February 25 Movement
- Founded: February 2011
- Founder: Anonymous activists
- Type: Pressure group Political group
- Focus: Democracy Social justice Free and fair election Nonviolence
- Region served: Mauritania
- Method: Civil resistance
- Website: Homepage

= February 25th Movement =

Political movement in Mauritania

The February 25th Movement is a Mauritanian youth group, named after the date of the beginning of Mauritania's protests, and led by anonymous individuals who organise protests chiefly via new-media sites. The group also tries to attract members through more direct means, such as by distributing leaflets and posters.

==History==
The first opposition structure to emerge was the February 25 Coordinating Body, but this group fell apart due to internal tensions and disagreements, in part brought on by a desire of some members of the group to enter into dialogue with the government of President Aziz. This was condemned by the majority of the group's membership, who saw the move as a betrayal of the still relatively young opposition movement. Following the group's dissolution, a new group was formed under the title of the 25 February Youth Coalition. This group was successfully able to attract a large amount of support amongst the Mauritanian youth. Following government repression against the group, a new group named the February 25th Movement was formed.

==Demands==
The movement has also published a list of 28 grievances, including both political and economic problems. The group's demands include; the removal of the military from Mauritanian politics, the elimination of institutional racism, better rights for women, reformation of the country's education system, an end to the endemic corruption within government, the strengthening of Mauritanian civil society, and revamping Mauritania's foreign policy so that it better represents the interests of its citizens.

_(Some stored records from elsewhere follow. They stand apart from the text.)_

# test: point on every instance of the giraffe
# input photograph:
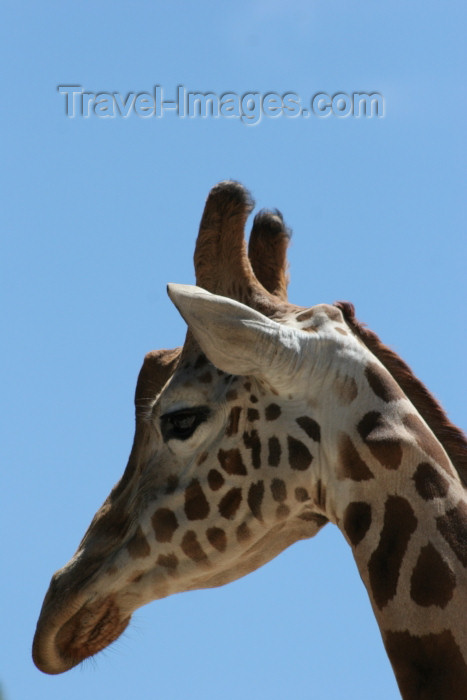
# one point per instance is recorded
(271, 421)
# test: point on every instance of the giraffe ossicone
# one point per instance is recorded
(271, 421)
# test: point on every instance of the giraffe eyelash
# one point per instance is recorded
(180, 425)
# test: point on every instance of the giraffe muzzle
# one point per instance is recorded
(60, 643)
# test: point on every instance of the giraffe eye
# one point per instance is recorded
(180, 425)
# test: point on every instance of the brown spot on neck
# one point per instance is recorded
(385, 562)
(350, 464)
(427, 667)
(432, 581)
(381, 439)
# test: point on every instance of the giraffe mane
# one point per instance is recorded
(450, 436)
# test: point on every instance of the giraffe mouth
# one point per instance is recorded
(58, 648)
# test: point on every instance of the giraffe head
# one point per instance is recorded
(204, 499)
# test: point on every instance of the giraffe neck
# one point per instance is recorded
(394, 493)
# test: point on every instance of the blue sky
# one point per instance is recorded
(99, 214)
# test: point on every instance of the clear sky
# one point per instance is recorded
(99, 213)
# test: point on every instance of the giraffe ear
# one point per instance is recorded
(235, 338)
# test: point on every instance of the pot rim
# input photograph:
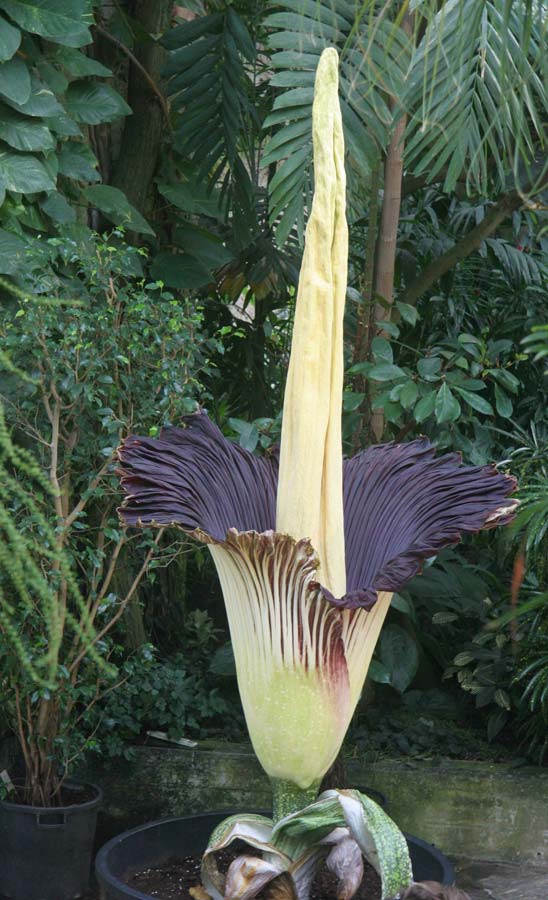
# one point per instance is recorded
(70, 783)
(104, 873)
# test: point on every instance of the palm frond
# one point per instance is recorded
(478, 99)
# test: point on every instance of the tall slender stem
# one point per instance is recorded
(288, 797)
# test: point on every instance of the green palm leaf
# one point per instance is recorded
(210, 88)
(477, 98)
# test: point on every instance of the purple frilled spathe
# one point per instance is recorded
(402, 504)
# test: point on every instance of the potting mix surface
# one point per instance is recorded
(179, 879)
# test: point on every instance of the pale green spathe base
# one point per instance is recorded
(295, 724)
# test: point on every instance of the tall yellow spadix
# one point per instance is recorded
(310, 502)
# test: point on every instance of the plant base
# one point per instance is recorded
(46, 853)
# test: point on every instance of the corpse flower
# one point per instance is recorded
(309, 550)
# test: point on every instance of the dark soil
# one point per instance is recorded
(172, 880)
(69, 796)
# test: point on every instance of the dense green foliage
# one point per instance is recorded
(167, 123)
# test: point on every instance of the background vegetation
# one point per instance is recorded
(155, 176)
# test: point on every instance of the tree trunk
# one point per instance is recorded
(142, 138)
(362, 342)
(388, 232)
(463, 248)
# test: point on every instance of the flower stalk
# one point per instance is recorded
(309, 552)
(288, 798)
(310, 493)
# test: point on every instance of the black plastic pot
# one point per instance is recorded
(45, 853)
(156, 842)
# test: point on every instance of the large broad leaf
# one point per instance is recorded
(22, 133)
(374, 58)
(78, 64)
(180, 270)
(193, 197)
(62, 21)
(15, 80)
(114, 204)
(10, 38)
(399, 655)
(203, 245)
(63, 125)
(12, 249)
(254, 830)
(93, 102)
(76, 160)
(58, 209)
(352, 815)
(41, 102)
(24, 174)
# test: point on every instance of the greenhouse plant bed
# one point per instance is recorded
(157, 842)
(461, 806)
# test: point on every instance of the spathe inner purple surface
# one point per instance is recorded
(401, 503)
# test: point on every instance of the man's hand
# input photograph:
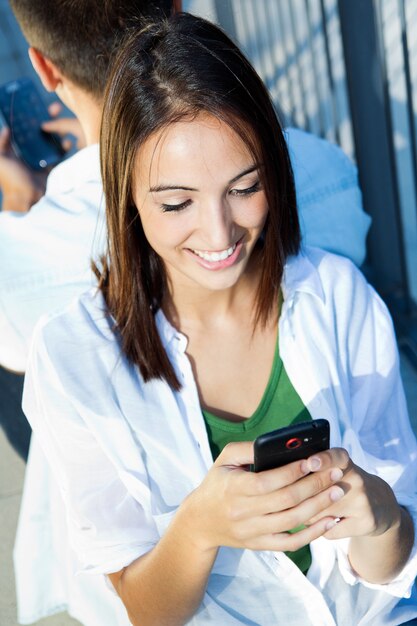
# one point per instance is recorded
(20, 187)
(65, 126)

==Relationships with other opposition groups==
The movement has attempted to link up with other Mauritanian protest movements including the Coordination of the Democratic Opposition, the Don’t Touch my Nationality movement, and IRA-Mauritania.

==Criticisms==
The group has been criticized due to its lack of diversity, with most of the group's members and activists being Arabs, and therefore unrepresentative of wider Mauritanian society which is composed of Arabs, Afro-Arabs, and Blacks.